Regimen selection was driven primarily by prior therapy and refractory patterns at 92%, followed by baseline disease burden at 77% and extramedullary disease at 69%. Less emphasis was placed on cytogenetic risk at 31%, biochemical markers at 21%, and bone marrow involvement at 21%. During bridging, monitoring relied predominantly on free light chains at 96% and serum M-protein at 94%, with frequent use of imaging at 75% and clinical symptom assessment at 67%.

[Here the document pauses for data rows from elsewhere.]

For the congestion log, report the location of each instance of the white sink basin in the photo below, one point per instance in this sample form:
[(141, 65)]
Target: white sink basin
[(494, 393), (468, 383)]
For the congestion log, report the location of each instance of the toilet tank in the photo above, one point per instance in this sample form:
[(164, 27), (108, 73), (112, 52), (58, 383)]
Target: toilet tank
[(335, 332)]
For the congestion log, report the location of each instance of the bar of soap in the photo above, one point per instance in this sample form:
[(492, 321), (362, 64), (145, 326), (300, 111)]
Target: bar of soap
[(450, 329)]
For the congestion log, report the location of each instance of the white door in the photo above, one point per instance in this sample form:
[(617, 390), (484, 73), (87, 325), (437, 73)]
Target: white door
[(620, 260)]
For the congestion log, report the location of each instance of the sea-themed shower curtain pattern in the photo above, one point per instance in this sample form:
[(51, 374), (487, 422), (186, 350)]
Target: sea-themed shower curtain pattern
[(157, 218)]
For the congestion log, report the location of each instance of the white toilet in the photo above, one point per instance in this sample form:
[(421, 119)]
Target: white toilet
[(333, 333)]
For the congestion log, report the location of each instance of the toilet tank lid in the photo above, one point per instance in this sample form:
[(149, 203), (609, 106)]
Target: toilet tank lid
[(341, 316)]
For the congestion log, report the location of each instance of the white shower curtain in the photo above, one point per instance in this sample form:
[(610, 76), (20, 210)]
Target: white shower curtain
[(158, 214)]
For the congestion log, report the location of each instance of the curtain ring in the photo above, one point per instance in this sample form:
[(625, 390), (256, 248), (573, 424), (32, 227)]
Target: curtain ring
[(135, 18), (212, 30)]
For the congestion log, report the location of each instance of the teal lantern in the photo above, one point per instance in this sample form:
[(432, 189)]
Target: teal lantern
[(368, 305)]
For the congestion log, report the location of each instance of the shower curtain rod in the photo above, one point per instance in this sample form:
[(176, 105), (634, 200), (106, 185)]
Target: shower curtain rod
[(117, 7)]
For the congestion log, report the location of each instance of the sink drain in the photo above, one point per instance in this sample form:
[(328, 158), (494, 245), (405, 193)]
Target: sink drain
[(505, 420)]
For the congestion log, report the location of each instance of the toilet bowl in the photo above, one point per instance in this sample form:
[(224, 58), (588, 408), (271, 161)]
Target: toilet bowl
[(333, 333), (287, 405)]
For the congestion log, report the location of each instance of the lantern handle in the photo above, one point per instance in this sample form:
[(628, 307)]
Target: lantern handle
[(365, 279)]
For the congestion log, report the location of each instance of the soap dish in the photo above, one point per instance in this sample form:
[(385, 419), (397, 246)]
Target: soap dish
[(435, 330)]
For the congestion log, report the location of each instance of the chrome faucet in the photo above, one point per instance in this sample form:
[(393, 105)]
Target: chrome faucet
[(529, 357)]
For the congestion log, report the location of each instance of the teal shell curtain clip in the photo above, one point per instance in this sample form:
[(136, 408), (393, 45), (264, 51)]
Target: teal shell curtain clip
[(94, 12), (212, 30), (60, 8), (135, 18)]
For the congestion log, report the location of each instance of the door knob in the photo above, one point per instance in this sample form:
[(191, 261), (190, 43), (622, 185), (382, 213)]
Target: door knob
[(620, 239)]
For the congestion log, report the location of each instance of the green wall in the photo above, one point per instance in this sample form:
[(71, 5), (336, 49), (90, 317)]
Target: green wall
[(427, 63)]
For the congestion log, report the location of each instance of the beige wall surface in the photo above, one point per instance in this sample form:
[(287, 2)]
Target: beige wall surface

Most centers would still proceed to CAR-T after progression on bridging, with more than 95% continuing toward infusion. About four in ten centers opt to pause and reassess timing when progression occurs. Decision-making during bridging most often reflected achievement of targeted serum marker reductions at 75%, signals of rapid disease progression at 73%, treatment-related toxicities at 54%, imaging improvements at 52%, and less commonly reductions in marrow plasma cell burden at 21%.
Product availability was uneven across centers, with cilta-cel reported by 60% and ide-cel by 38%. A notable 16% indicated no access outside clinical trials, underscoring an access bottleneck that persists across parts of Europe. Most centers infused 10–30 multiple myeloma patients per year, and 65% were not currently enrolled in trials or registries focused on bridging therapy.
The heterogeneity of approaches, the paucity of multiple myeloma-specific prospective data, and evolving indications for earlier referral all argue for consensus-building and practice-informing evidence. The survey was conducted to characterize current practice patterns, rationales for regimen selection, and perceived risks and benefits of bridging prior to CAR-T for multiple myeloma.